Image: Signal International
Five more lawsuits have been filed this week against Signal International LLC, accusing the shipbuilder and its network of recruiters and labor brokers of using the H2B visa process to hire 500 Indian workers and forcing them to work under “barbaric conditions,” according to a statement by the Southern Poverty Law Center (SPLC).
Clearly the SPLC has never been to a shipyard in Asia, but regardless, these new lawsuits follow a string of similar lawsuits filed on behalf of 83 workers this past May, as well as the David v. Signal International LLC case filed in 2008 by the SPLC.
The SPLC’s statement notes that, “Once these workers were lured to Signal’s shipyards in Pascagoula, Miss., and Orange, Texas, they were forced to live in overcrowded, unsanitary and racially segregated labor camps.”
Signal chief executive Richard Marler notes in a statement on their website that these lawsuits are an “abuse of the legal system.”
“These are the same exaggerated claims which have been exposed as false allegations by a Federal Court Judge well over a year and a half ago,” he said after several similar lawsuits were filed in May. “Signal made every attempt to bring these H2-B workers into the Signal family of employees and treated them with dignity and respect just as we treat each and every Signal employee.”
I spoke to a Signal employee this morning about the situation, but he was unable to comment on the record.
For workers who arrive in the U.S. on the H2B visa, it’s a complicated situation to be in because their visa is directly tied to their employer.

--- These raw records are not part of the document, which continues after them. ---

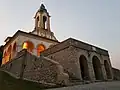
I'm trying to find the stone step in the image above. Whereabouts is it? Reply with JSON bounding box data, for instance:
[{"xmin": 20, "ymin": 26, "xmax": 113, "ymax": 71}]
[{"xmin": 69, "ymin": 78, "xmax": 91, "ymax": 86}]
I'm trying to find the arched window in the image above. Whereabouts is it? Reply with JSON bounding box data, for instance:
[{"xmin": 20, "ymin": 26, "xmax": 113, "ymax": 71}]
[
  {"xmin": 37, "ymin": 16, "xmax": 39, "ymax": 21},
  {"xmin": 7, "ymin": 45, "xmax": 12, "ymax": 62},
  {"xmin": 104, "ymin": 60, "xmax": 112, "ymax": 79},
  {"xmin": 3, "ymin": 51, "xmax": 7, "ymax": 64},
  {"xmin": 37, "ymin": 16, "xmax": 39, "ymax": 27},
  {"xmin": 23, "ymin": 41, "xmax": 34, "ymax": 52},
  {"xmin": 12, "ymin": 42, "xmax": 17, "ymax": 58},
  {"xmin": 43, "ymin": 16, "xmax": 47, "ymax": 29},
  {"xmin": 8, "ymin": 45, "xmax": 12, "ymax": 54},
  {"xmin": 13, "ymin": 42, "xmax": 17, "ymax": 52},
  {"xmin": 92, "ymin": 56, "xmax": 103, "ymax": 80},
  {"xmin": 37, "ymin": 44, "xmax": 45, "ymax": 56},
  {"xmin": 79, "ymin": 55, "xmax": 89, "ymax": 80}
]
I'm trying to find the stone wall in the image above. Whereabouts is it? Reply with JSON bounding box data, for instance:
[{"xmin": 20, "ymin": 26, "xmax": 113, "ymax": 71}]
[
  {"xmin": 1, "ymin": 49, "xmax": 69, "ymax": 85},
  {"xmin": 42, "ymin": 38, "xmax": 109, "ymax": 56},
  {"xmin": 1, "ymin": 50, "xmax": 26, "ymax": 77},
  {"xmin": 42, "ymin": 38, "xmax": 113, "ymax": 81},
  {"xmin": 112, "ymin": 68, "xmax": 120, "ymax": 80},
  {"xmin": 23, "ymin": 52, "xmax": 69, "ymax": 85},
  {"xmin": 70, "ymin": 38, "xmax": 108, "ymax": 55}
]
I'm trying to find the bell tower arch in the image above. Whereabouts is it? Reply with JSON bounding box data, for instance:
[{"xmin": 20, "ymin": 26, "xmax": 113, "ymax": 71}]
[
  {"xmin": 32, "ymin": 4, "xmax": 57, "ymax": 41},
  {"xmin": 34, "ymin": 4, "xmax": 51, "ymax": 32}
]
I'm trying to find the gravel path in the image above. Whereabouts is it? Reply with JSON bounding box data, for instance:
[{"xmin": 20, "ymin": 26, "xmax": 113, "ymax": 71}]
[{"xmin": 47, "ymin": 81, "xmax": 120, "ymax": 90}]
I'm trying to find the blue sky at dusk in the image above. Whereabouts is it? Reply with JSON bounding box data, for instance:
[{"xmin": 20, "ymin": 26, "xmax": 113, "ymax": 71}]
[{"xmin": 0, "ymin": 0, "xmax": 120, "ymax": 69}]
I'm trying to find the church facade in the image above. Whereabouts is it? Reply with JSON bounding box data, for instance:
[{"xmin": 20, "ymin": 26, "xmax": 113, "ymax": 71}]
[
  {"xmin": 2, "ymin": 4, "xmax": 59, "ymax": 64},
  {"xmin": 1, "ymin": 4, "xmax": 113, "ymax": 85}
]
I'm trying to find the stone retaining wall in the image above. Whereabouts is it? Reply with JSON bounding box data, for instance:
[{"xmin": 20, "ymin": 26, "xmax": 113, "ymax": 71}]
[{"xmin": 1, "ymin": 49, "xmax": 69, "ymax": 85}]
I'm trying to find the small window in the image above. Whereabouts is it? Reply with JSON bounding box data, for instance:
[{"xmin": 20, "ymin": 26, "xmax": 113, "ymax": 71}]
[
  {"xmin": 37, "ymin": 16, "xmax": 39, "ymax": 21},
  {"xmin": 43, "ymin": 16, "xmax": 47, "ymax": 29},
  {"xmin": 22, "ymin": 41, "xmax": 34, "ymax": 52},
  {"xmin": 37, "ymin": 44, "xmax": 45, "ymax": 56}
]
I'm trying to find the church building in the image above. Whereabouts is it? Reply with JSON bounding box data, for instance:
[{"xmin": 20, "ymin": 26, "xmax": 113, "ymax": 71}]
[
  {"xmin": 2, "ymin": 4, "xmax": 59, "ymax": 64},
  {"xmin": 1, "ymin": 4, "xmax": 114, "ymax": 84}
]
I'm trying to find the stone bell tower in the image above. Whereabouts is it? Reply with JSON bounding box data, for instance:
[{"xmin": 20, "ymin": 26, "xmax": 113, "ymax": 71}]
[
  {"xmin": 35, "ymin": 4, "xmax": 50, "ymax": 31},
  {"xmin": 32, "ymin": 4, "xmax": 57, "ymax": 41}
]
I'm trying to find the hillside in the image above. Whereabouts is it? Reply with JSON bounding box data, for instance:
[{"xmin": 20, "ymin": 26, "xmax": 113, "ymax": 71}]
[
  {"xmin": 0, "ymin": 67, "xmax": 120, "ymax": 90},
  {"xmin": 0, "ymin": 70, "xmax": 57, "ymax": 90}
]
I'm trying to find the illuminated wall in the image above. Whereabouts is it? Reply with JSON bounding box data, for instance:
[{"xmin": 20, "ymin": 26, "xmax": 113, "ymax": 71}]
[
  {"xmin": 37, "ymin": 44, "xmax": 45, "ymax": 56},
  {"xmin": 2, "ymin": 42, "xmax": 17, "ymax": 65},
  {"xmin": 22, "ymin": 41, "xmax": 34, "ymax": 52}
]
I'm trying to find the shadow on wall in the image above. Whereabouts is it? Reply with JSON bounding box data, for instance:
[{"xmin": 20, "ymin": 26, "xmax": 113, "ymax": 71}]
[
  {"xmin": 112, "ymin": 67, "xmax": 120, "ymax": 80},
  {"xmin": 0, "ymin": 45, "xmax": 4, "ymax": 66}
]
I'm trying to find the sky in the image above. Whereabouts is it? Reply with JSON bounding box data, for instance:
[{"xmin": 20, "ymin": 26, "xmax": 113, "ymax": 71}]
[{"xmin": 0, "ymin": 0, "xmax": 120, "ymax": 69}]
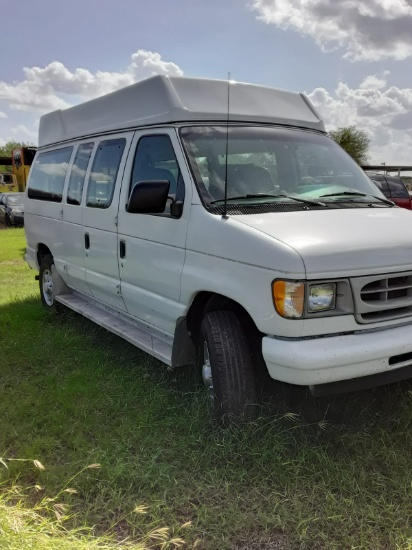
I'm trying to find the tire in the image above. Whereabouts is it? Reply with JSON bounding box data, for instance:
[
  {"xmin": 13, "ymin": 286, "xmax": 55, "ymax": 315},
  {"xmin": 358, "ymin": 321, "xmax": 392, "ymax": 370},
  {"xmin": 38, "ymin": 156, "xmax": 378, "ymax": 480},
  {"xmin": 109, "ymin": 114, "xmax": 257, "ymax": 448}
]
[
  {"xmin": 39, "ymin": 254, "xmax": 67, "ymax": 312},
  {"xmin": 200, "ymin": 310, "xmax": 258, "ymax": 426},
  {"xmin": 5, "ymin": 214, "xmax": 11, "ymax": 227}
]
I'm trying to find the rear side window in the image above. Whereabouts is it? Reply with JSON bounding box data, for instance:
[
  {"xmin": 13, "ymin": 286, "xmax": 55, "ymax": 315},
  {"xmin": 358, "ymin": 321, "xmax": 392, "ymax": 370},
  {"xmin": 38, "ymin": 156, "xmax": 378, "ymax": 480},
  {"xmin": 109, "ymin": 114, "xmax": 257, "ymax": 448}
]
[
  {"xmin": 28, "ymin": 147, "xmax": 73, "ymax": 202},
  {"xmin": 387, "ymin": 177, "xmax": 409, "ymax": 199},
  {"xmin": 86, "ymin": 139, "xmax": 125, "ymax": 208},
  {"xmin": 66, "ymin": 142, "xmax": 94, "ymax": 205}
]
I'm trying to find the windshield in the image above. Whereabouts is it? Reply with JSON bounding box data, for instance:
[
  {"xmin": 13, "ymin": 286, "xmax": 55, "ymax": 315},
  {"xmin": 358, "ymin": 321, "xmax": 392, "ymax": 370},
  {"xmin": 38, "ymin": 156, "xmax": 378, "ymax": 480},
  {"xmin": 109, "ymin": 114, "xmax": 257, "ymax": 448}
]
[{"xmin": 180, "ymin": 126, "xmax": 383, "ymax": 208}]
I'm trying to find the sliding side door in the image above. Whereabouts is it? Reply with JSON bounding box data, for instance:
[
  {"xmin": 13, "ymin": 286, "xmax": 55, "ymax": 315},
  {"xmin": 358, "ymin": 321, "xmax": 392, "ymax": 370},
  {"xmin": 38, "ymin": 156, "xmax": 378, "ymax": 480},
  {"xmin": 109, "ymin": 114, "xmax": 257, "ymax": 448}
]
[{"xmin": 81, "ymin": 133, "xmax": 133, "ymax": 312}]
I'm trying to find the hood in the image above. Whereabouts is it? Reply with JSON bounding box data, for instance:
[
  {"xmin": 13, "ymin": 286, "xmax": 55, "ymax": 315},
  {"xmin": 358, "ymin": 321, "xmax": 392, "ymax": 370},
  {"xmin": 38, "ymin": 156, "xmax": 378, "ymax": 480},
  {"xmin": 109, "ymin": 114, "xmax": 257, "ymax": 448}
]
[{"xmin": 232, "ymin": 207, "xmax": 412, "ymax": 278}]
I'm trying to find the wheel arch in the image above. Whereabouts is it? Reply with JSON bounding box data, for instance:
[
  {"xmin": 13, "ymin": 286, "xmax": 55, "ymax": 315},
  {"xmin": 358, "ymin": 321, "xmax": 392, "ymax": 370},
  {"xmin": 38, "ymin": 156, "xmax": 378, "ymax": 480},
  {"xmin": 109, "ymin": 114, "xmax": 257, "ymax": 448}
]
[
  {"xmin": 36, "ymin": 243, "xmax": 52, "ymax": 269},
  {"xmin": 172, "ymin": 291, "xmax": 264, "ymax": 368},
  {"xmin": 188, "ymin": 291, "xmax": 262, "ymax": 342}
]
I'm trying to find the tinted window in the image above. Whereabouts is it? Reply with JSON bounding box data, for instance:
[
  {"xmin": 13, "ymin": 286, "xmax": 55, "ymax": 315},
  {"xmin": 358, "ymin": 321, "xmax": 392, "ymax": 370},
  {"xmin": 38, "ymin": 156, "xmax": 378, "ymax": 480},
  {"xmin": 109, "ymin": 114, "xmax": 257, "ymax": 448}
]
[
  {"xmin": 67, "ymin": 142, "xmax": 94, "ymax": 205},
  {"xmin": 371, "ymin": 176, "xmax": 391, "ymax": 198},
  {"xmin": 28, "ymin": 147, "xmax": 73, "ymax": 202},
  {"xmin": 22, "ymin": 148, "xmax": 36, "ymax": 166},
  {"xmin": 130, "ymin": 135, "xmax": 184, "ymax": 215},
  {"xmin": 386, "ymin": 176, "xmax": 409, "ymax": 199},
  {"xmin": 86, "ymin": 139, "xmax": 125, "ymax": 208}
]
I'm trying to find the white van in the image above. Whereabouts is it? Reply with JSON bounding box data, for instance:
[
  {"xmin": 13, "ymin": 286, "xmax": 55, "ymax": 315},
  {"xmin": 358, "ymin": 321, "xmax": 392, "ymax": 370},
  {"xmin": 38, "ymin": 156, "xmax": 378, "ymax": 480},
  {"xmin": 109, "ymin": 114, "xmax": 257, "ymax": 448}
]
[{"xmin": 25, "ymin": 75, "xmax": 412, "ymax": 424}]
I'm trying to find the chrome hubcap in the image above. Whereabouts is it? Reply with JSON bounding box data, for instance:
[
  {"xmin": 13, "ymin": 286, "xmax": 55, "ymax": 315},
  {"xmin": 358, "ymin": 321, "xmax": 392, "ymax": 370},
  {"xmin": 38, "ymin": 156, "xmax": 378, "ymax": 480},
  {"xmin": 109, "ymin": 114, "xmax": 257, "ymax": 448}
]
[
  {"xmin": 202, "ymin": 342, "xmax": 214, "ymax": 399},
  {"xmin": 42, "ymin": 268, "xmax": 54, "ymax": 307}
]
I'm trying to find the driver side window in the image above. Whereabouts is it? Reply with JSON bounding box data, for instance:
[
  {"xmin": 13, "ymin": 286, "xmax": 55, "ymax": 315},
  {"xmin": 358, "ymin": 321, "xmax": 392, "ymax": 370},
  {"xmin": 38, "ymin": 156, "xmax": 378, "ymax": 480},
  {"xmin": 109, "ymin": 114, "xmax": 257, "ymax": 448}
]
[{"xmin": 130, "ymin": 135, "xmax": 184, "ymax": 215}]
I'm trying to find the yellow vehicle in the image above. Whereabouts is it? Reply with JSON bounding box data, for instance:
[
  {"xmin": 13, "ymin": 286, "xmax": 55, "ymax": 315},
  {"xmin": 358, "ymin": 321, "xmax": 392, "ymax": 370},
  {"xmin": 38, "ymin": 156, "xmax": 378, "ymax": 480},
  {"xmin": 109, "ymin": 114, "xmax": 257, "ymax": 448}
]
[{"xmin": 0, "ymin": 147, "xmax": 36, "ymax": 192}]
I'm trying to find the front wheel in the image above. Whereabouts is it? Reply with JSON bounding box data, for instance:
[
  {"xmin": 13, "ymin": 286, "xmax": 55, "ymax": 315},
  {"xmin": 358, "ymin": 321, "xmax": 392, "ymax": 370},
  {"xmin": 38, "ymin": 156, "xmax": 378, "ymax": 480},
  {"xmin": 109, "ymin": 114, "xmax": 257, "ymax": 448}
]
[{"xmin": 200, "ymin": 310, "xmax": 258, "ymax": 426}]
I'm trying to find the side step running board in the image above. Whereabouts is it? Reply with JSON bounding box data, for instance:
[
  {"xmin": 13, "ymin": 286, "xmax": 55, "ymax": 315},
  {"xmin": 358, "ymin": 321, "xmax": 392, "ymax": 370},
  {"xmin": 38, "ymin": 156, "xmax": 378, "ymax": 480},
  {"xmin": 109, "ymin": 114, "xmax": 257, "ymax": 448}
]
[{"xmin": 56, "ymin": 294, "xmax": 172, "ymax": 365}]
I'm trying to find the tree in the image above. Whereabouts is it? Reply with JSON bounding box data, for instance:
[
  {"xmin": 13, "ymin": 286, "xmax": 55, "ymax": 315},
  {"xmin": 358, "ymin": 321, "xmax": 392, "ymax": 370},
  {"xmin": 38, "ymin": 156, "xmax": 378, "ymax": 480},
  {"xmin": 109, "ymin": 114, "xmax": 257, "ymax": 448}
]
[
  {"xmin": 0, "ymin": 140, "xmax": 29, "ymax": 157},
  {"xmin": 329, "ymin": 126, "xmax": 370, "ymax": 165},
  {"xmin": 0, "ymin": 140, "xmax": 33, "ymax": 172}
]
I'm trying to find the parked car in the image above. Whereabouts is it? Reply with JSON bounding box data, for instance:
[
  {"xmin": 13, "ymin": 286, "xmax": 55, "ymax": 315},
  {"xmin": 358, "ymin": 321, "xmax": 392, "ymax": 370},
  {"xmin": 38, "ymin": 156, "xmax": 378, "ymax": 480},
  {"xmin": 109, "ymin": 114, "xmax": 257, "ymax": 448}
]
[
  {"xmin": 0, "ymin": 192, "xmax": 6, "ymax": 213},
  {"xmin": 367, "ymin": 172, "xmax": 412, "ymax": 210},
  {"xmin": 2, "ymin": 192, "xmax": 24, "ymax": 226}
]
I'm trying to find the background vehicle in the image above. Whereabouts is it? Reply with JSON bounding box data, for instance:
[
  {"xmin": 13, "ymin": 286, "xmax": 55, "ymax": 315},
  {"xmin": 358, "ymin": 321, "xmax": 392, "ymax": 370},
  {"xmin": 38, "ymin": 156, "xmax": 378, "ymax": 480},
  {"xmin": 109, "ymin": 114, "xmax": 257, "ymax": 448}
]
[
  {"xmin": 0, "ymin": 193, "xmax": 6, "ymax": 213},
  {"xmin": 2, "ymin": 192, "xmax": 24, "ymax": 226},
  {"xmin": 0, "ymin": 147, "xmax": 36, "ymax": 193},
  {"xmin": 0, "ymin": 173, "xmax": 18, "ymax": 192},
  {"xmin": 367, "ymin": 172, "xmax": 412, "ymax": 210}
]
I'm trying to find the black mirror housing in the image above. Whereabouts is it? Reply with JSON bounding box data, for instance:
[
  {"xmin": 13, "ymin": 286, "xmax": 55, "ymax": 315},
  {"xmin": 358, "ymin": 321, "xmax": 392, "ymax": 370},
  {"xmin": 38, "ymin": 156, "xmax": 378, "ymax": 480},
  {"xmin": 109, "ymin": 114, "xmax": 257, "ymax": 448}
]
[
  {"xmin": 127, "ymin": 180, "xmax": 170, "ymax": 214},
  {"xmin": 170, "ymin": 200, "xmax": 183, "ymax": 218}
]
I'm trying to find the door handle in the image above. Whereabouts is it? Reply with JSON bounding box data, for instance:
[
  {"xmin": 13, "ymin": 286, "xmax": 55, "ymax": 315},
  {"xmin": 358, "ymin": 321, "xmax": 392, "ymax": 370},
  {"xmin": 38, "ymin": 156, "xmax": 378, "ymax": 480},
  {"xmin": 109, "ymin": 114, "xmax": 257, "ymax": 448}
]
[
  {"xmin": 119, "ymin": 240, "xmax": 126, "ymax": 258},
  {"xmin": 84, "ymin": 233, "xmax": 90, "ymax": 249}
]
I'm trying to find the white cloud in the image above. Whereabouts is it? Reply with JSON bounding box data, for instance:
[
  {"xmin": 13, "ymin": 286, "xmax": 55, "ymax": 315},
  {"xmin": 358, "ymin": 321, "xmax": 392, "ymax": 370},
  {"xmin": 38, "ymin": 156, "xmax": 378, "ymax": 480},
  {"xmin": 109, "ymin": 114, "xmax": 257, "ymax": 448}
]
[
  {"xmin": 10, "ymin": 124, "xmax": 37, "ymax": 140},
  {"xmin": 251, "ymin": 0, "xmax": 412, "ymax": 61},
  {"xmin": 0, "ymin": 125, "xmax": 37, "ymax": 146},
  {"xmin": 0, "ymin": 78, "xmax": 70, "ymax": 112},
  {"xmin": 129, "ymin": 50, "xmax": 183, "ymax": 80},
  {"xmin": 307, "ymin": 79, "xmax": 412, "ymax": 164},
  {"xmin": 0, "ymin": 111, "xmax": 7, "ymax": 119},
  {"xmin": 0, "ymin": 50, "xmax": 184, "ymax": 113},
  {"xmin": 360, "ymin": 71, "xmax": 390, "ymax": 90}
]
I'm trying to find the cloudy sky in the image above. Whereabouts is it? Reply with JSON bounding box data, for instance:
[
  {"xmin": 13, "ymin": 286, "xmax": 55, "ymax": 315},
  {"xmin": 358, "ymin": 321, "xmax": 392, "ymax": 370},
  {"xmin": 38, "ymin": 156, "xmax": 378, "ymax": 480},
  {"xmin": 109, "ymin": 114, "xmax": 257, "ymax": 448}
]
[{"xmin": 2, "ymin": 0, "xmax": 412, "ymax": 165}]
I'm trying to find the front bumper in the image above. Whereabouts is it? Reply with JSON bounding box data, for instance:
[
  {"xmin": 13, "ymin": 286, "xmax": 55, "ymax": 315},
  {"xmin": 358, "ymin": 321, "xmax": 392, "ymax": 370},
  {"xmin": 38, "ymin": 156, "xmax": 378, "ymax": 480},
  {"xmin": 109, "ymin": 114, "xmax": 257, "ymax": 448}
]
[
  {"xmin": 10, "ymin": 212, "xmax": 24, "ymax": 225},
  {"xmin": 262, "ymin": 322, "xmax": 412, "ymax": 388}
]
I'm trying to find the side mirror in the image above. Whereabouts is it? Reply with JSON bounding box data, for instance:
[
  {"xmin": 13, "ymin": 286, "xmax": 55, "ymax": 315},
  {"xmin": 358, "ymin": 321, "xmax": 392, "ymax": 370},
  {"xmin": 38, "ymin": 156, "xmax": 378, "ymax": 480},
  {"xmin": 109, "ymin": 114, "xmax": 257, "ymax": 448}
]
[
  {"xmin": 127, "ymin": 180, "xmax": 170, "ymax": 214},
  {"xmin": 170, "ymin": 200, "xmax": 183, "ymax": 218}
]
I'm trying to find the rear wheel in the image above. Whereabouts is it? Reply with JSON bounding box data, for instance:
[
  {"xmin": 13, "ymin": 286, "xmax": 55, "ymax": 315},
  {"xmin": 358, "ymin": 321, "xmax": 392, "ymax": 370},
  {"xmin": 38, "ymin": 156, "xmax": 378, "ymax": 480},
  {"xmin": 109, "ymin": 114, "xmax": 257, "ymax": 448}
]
[
  {"xmin": 200, "ymin": 310, "xmax": 258, "ymax": 426},
  {"xmin": 39, "ymin": 254, "xmax": 67, "ymax": 312}
]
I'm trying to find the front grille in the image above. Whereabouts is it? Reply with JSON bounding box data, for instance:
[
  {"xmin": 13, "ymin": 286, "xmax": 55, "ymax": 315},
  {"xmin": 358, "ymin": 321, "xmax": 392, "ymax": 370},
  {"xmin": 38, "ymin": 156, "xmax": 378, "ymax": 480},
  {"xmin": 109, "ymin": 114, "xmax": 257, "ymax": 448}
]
[{"xmin": 352, "ymin": 272, "xmax": 412, "ymax": 323}]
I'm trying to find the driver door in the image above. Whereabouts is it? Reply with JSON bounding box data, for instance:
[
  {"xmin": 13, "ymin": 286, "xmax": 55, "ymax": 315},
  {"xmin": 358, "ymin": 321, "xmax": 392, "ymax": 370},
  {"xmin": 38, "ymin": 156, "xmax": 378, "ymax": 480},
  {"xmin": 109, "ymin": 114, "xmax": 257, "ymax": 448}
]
[{"xmin": 117, "ymin": 129, "xmax": 191, "ymax": 335}]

Unless a worker is able to obtain a green card, which is difficult and expensive, they have no choice but to either work for their employer, in this case Signal International, or be sent back to India. Even if they have degree in naval architecture and are being recruited by top firms, there’s little, if anything, that can be done.
“The workers were for the most part paid well, free to come and go as they pleased, and some even took vacations and bought cars,” noted Marler. “The pressure to work for Signal arguably came at least in part from a set of circumstances that each plaintiff individually brought upon himself when he elected to pay what is now characterized as ‘exorbitant’ fees to participate in the green card program.”
In their scathing press release, the SPLC adds that, “the allegations in these lawsuits underscore the critical need to overhaul the United States’ foreign worker programs as part of any comprehensive immigration reform.”
If there’s anything to be taken away from this, that might be it.